Group 19 presented on Martin Heidegger’s ideas on the value of philosophy. Their skit was basically a fairy tale style book where the moral of the story was that philosophy doesn’t grant any knowledge, but it must work on the person to help them develop.

From the reading and presentation, it felt as if Heidegger was trying to say philosophy is meaningless in the real world. Saying things like “Philosophy cannot be applied directly.” Also, Heidegger states philosophy doesn't directly supply us with anything but it does shape our understanding. It shouldn’t be a foundation, yet it also shouldn't be rejected just because it is useless for certain principles. I almost felt like Heidegger was struggling to say that all the deep philosophical ideas that he has provided shouldn’t be looked at as fact. It’s like he is arguing with the audience to say, “Don’t just accept theses ideas I have written down; just think about them and let them work on you”. 

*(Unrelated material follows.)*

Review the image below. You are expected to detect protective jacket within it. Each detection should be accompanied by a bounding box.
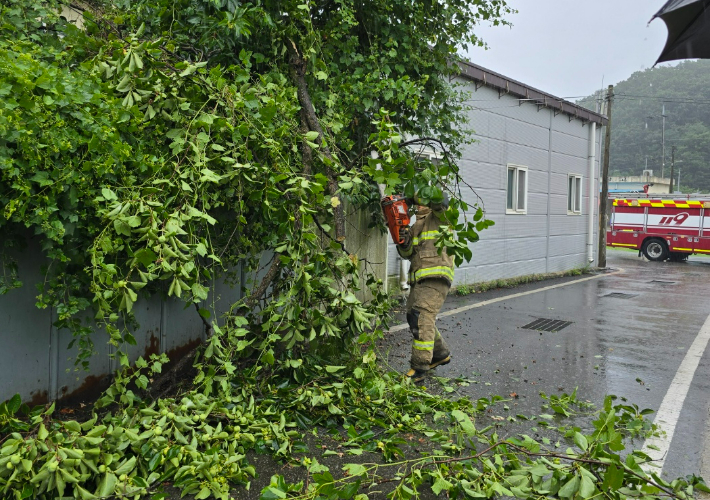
[397,206,454,285]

Thad’s main objective for his students is to have a sincere struggle with the course material. I believe the struggle with the ideas presented is what philosophy is about. I feel like when you read Heidegger’s or any philosopher’s material, you are not supposed to take a stance right away on whether you think their right or wrong. You are meant to struggle with ideas the same way that the author struggled with the idea when they were forming them. This brings me to a question I would like for whoever reads this to answer. When does a question become philosophical versus just a scientific question? Because I often feel like some questions that people feel are philosophical to one person might not be the same for another. What I mean by that is, people don’t struggle with the same questions as everyone else. One person may be very concerned with the afterlife which might lead to an existential crisis that will shape their philosophy, but another person might have no interest in life after death so it wouldn’t really be a philosophical question.